EU’s Anti-Fraud Unit Investigates Corruption Case Revealed by atlatszo.hu
In its latest annual report, the European Commission’s Anti-Fraud Office, OLAF highlights a case study based on a series of investigative articles by Atlatszo.hu.
“OLAF opened an investigation based on a series of investigative journalism articles on EU funding for the construction and the equipping of a medical centre in Hungary” – this is how a case study begins in the annual report of the EU’s all powerful anti-fraud unit commonly known after its French acronym, as OLAF.
The report highlights only a couple of such case studies and only one from Hungary. Based on the description of the case, it is evident that OLAF used the information of a series of investigative articles Atlatszo.hu published in 2012-2013.
The atlatszo.hu articles revealed that a Hungarian company behind a medical center created a complex web of transactions, the main purpose of which was to siphon off huge chunks of EU subsidies provided by the European Regional Development Fund.
The OLAF investigation basically reiterated the articles’ main statement: the equipment bought by the medical center for an astronomic amount of EUR 1,7 million was purchased by the supplier for only EUR 262 000 from a company in Slovakia. The supplier however paid EUR 1,3 million in ‘intermediary fees’ to a company registered in offshore haven in the Seychelles. In return, it provided an interest free loan of EUR 1,26 million to the medical center.

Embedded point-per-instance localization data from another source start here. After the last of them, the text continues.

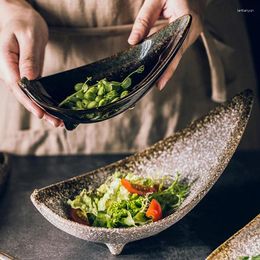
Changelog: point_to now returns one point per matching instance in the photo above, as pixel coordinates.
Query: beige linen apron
(84, 31)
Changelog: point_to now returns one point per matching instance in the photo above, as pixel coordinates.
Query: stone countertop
(25, 234)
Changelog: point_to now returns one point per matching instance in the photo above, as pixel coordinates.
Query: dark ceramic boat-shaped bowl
(198, 153)
(155, 53)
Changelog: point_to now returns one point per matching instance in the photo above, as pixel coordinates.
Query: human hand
(171, 10)
(23, 37)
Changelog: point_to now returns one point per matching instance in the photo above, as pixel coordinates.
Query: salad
(127, 200)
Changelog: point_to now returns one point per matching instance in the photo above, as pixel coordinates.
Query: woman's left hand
(171, 10)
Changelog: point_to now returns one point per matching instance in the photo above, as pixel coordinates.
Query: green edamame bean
(102, 102)
(111, 95)
(93, 89)
(79, 104)
(126, 83)
(98, 98)
(92, 104)
(115, 99)
(78, 86)
(80, 95)
(102, 91)
(124, 94)
(90, 96)
(108, 86)
(85, 103)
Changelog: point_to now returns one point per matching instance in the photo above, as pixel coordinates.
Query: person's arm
(23, 37)
(171, 10)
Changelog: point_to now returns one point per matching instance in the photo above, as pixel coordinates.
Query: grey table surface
(25, 234)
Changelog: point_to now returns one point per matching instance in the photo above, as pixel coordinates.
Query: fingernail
(37, 113)
(134, 38)
(161, 86)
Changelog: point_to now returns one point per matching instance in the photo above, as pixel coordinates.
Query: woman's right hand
(23, 37)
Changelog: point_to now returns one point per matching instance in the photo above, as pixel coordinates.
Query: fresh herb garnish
(126, 201)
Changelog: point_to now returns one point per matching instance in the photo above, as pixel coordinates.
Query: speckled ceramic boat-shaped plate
(199, 153)
(246, 242)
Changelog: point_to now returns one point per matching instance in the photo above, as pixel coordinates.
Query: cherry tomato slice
(154, 210)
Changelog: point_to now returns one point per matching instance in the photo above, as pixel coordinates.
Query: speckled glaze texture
(4, 169)
(155, 53)
(199, 153)
(246, 242)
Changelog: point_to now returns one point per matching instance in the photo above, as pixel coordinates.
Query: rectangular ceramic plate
(246, 242)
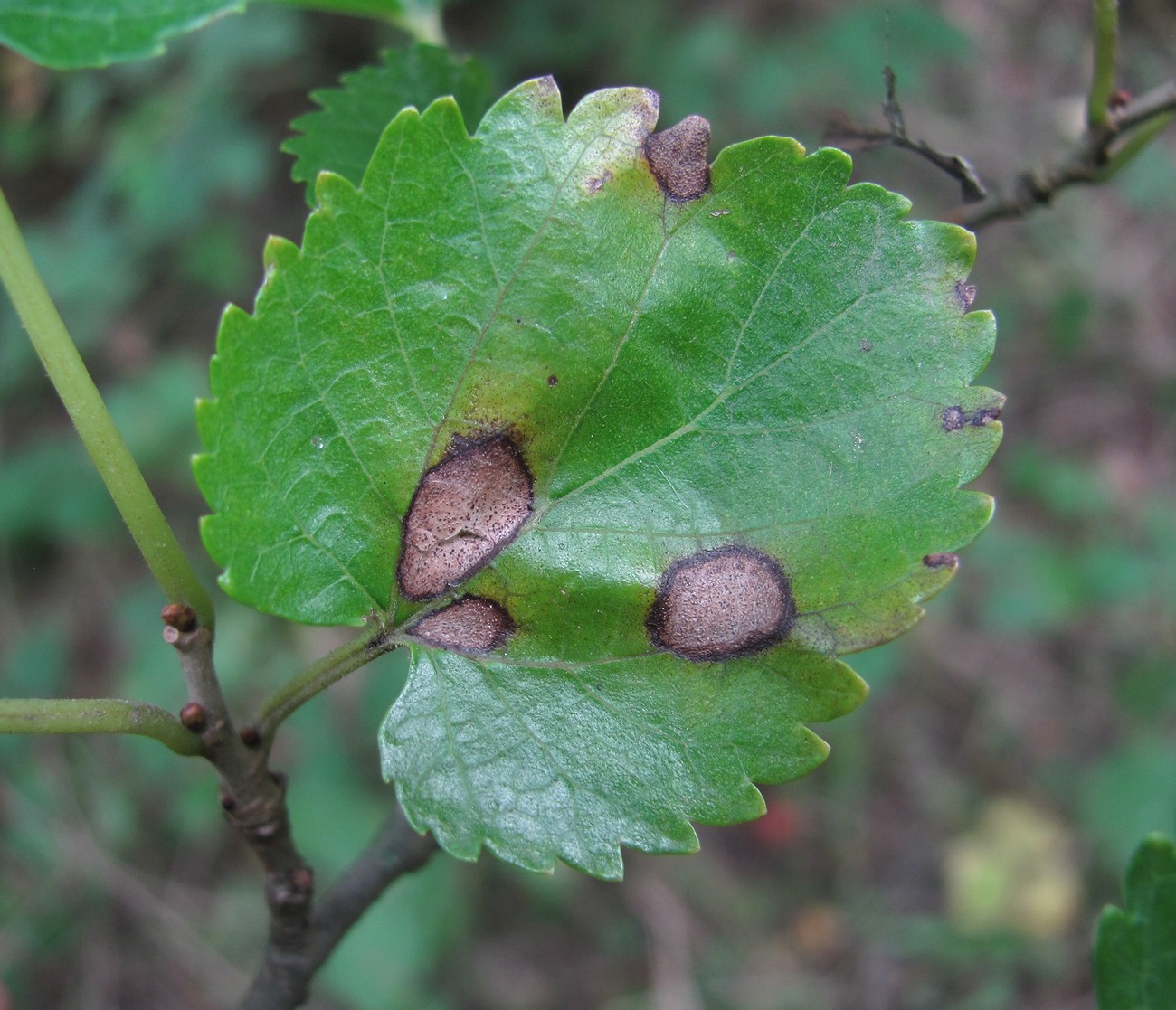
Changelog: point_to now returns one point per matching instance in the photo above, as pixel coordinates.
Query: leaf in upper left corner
(342, 133)
(65, 34)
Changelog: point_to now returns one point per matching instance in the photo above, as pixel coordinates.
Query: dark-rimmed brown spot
(722, 603)
(466, 509)
(678, 157)
(942, 560)
(956, 418)
(469, 625)
(965, 294)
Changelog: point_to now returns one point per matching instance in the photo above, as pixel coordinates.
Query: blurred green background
(974, 814)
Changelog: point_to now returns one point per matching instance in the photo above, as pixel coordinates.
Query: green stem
(1102, 81)
(67, 372)
(330, 668)
(1135, 145)
(98, 715)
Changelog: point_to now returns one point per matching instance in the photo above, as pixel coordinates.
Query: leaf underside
(1135, 948)
(779, 366)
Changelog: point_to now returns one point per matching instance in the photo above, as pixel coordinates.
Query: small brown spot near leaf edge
(944, 559)
(469, 625)
(678, 157)
(722, 603)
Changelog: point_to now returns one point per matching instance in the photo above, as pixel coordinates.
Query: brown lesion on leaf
(469, 625)
(941, 560)
(953, 419)
(466, 509)
(720, 605)
(678, 157)
(965, 294)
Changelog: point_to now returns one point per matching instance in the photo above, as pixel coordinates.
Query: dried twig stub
(720, 605)
(470, 625)
(466, 509)
(678, 157)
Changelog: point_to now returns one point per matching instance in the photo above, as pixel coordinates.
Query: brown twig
(253, 798)
(301, 935)
(1086, 161)
(842, 132)
(283, 979)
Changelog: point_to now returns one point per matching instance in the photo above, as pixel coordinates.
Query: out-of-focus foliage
(1135, 949)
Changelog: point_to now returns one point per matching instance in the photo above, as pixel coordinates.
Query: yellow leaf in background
(1016, 870)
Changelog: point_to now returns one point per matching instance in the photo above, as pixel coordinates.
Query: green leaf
(745, 416)
(420, 19)
(341, 137)
(67, 34)
(1135, 949)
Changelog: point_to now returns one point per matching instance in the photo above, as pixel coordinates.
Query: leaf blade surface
(779, 368)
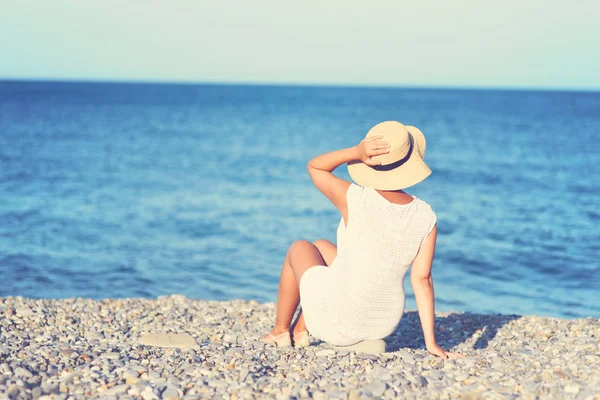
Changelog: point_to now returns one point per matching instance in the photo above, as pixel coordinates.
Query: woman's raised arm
(321, 167)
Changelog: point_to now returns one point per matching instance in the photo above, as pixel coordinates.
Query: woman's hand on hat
(371, 147)
(438, 351)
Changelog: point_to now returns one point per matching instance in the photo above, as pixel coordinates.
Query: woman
(354, 293)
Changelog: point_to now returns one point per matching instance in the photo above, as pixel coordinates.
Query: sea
(111, 190)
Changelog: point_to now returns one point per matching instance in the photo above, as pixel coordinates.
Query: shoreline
(82, 348)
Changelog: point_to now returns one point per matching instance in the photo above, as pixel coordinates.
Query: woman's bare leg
(301, 256)
(328, 252)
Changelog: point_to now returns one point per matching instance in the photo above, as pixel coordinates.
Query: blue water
(121, 190)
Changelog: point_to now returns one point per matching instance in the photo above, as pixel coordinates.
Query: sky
(545, 44)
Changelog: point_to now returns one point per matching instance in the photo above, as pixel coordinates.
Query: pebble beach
(173, 347)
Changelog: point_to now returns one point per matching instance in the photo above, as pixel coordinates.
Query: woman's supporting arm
(422, 284)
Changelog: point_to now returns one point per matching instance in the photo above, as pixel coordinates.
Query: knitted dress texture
(361, 295)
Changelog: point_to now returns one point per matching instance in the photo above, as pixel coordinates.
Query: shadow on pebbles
(174, 347)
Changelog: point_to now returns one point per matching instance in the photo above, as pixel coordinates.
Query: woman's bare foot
(277, 338)
(301, 338)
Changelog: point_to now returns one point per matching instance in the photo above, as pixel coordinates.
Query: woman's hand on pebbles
(371, 147)
(438, 351)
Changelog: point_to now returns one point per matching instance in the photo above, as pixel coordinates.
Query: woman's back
(364, 292)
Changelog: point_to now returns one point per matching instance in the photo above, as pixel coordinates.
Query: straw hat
(402, 167)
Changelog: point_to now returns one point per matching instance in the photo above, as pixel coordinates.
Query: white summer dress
(361, 295)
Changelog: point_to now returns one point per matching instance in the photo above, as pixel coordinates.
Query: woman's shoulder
(424, 206)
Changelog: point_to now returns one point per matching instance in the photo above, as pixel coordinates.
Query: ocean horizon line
(325, 85)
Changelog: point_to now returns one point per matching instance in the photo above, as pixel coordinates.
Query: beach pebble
(138, 348)
(325, 353)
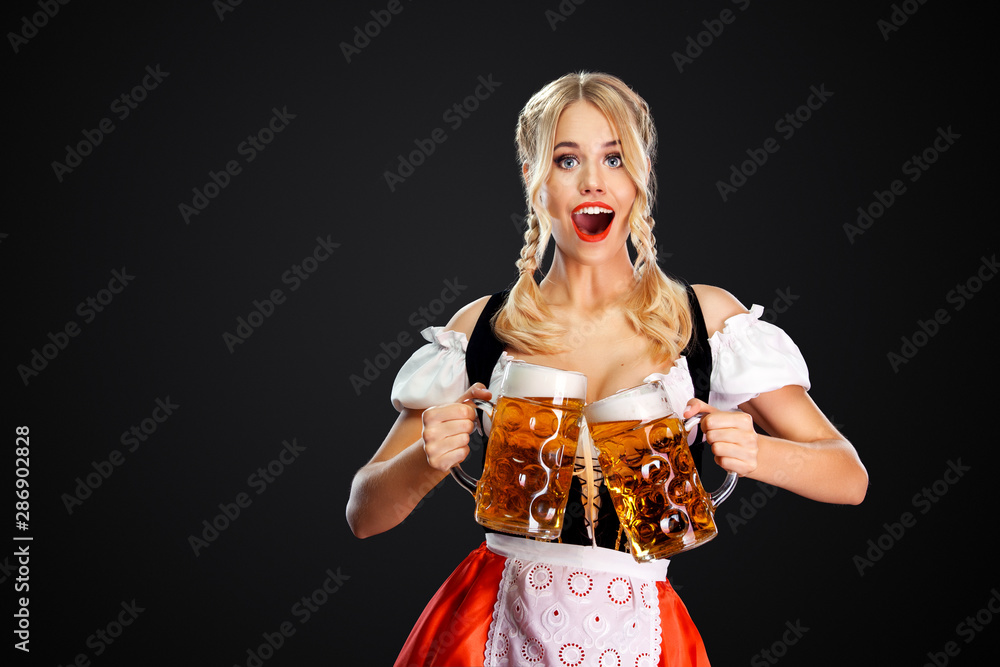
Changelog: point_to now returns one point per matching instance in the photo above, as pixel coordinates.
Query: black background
(853, 300)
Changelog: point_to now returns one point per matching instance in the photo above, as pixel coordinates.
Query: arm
(803, 453)
(416, 454)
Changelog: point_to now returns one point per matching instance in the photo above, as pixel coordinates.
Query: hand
(730, 434)
(446, 429)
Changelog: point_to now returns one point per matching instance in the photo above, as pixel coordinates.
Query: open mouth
(592, 221)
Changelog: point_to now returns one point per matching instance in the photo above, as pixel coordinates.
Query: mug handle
(464, 479)
(729, 483)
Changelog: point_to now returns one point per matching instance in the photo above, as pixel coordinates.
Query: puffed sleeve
(434, 374)
(750, 357)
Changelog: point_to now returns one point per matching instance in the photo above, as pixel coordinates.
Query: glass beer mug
(650, 472)
(535, 417)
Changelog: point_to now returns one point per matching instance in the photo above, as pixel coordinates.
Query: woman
(587, 146)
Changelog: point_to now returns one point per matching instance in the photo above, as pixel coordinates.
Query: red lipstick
(592, 221)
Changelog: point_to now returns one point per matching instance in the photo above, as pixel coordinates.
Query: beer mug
(650, 472)
(535, 415)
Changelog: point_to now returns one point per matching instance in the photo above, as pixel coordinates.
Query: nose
(591, 179)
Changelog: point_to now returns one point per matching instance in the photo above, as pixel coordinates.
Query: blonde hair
(657, 306)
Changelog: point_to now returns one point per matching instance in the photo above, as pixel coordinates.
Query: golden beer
(654, 485)
(529, 465)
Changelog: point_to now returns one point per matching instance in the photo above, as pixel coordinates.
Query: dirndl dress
(520, 602)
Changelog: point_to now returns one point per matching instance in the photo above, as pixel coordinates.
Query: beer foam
(531, 381)
(642, 403)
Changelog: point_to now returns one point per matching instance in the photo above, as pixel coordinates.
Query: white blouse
(749, 357)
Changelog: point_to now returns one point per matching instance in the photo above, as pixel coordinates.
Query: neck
(587, 287)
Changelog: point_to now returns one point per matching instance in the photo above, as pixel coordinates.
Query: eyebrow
(574, 145)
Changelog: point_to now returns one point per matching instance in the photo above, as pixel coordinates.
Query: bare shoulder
(717, 306)
(465, 319)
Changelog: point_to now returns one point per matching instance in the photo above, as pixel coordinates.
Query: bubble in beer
(532, 478)
(674, 522)
(629, 444)
(655, 470)
(683, 462)
(572, 427)
(551, 454)
(543, 508)
(503, 471)
(544, 423)
(646, 532)
(511, 416)
(661, 435)
(681, 490)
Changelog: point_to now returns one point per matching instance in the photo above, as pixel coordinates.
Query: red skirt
(533, 603)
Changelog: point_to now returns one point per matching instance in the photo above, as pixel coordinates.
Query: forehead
(583, 123)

The whole operation was aimed at quadrupling the declared prices of the medical devices and circumventing the EU obligation on the medical center to provide a financial contribution to the project.
As the journalists of Atlatszo stated in their articles, much of the equipment was not used at all while other equipment was found to be located at sites outside disadvantaged regions, in breach of the objectives of the programme governing the project.